Political courage, because the proposal has divided the community, raising fears and political threats. After the vote, one citizen activist warned: "You've just declared open season on yourselves for the next election."
In such a climate, it's always easy to duck responsibility, play it safe and do nothing. But a copout can cause a community to miss promising opportunities.
The majority approval was not open-ended. It was a measured step taken after months of indecision. It was contingent on approval by state environmental regulators, plus three other issues the Council wants satisfied by Oxford Energy Co.
The plant would go on the old Bethlehem Steel plant site, a location unlikely to become a Garden of Eden. Nothing can move forward, however -- or should -- without an okay from the state Department of Environmental Conservation. Its review of highly technical factors provides Lackawanna and its residents with crucial safeguards. Moreover, the DEC will monitor the plant's operation once it's under way.
But if the project has risks, it also has potential advantages.

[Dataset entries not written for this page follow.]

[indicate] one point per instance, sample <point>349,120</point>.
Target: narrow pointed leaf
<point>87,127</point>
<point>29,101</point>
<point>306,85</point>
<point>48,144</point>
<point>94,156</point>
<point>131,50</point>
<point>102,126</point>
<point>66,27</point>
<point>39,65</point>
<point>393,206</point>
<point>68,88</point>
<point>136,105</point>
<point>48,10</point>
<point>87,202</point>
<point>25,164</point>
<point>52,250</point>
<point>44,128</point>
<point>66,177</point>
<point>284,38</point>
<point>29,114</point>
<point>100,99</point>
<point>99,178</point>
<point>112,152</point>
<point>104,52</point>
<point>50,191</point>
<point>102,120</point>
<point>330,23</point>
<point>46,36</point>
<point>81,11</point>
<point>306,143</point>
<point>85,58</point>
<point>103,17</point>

It represents a significant capital outlay in an area notably lacking in such private investments since Bethlehem shut down several years ago. It would create a few jobs. It would pay helpful local, county and school taxes. By destroying mountains of old worn tires, it would improve the regional environment.
Utilizing a process developed in West Germany in the 1970s, the tires would be burned with intense heat. Residue would be converted into salable items. An Oxford plant on the West Coast, the firm says, meets all California environmental standards, which are stringent.
In general, the Council's conditions would require Oxford to come up with additional payments or economic concessions: Let all Lackawanna residents dispose of their old tires without charge; train fire fighters and contribute $250,000 over eight years to stabilize manning levels in the city fire department; help the city lower its $600,000 annual electric bills.
DEC disapproval would still kill this project. Approval would allow the Council to proceed to other considerations. We see nothing wrong with thinking about the possibilities and discussing them.
The Council vote fosters that. Defeat of the motion would have said: Don't bother us with details; we don't even want to explore any conditions that might make a plant possible.
The Council majority reached a smart decision that eventually could benefit the hard-pressed city and its residents.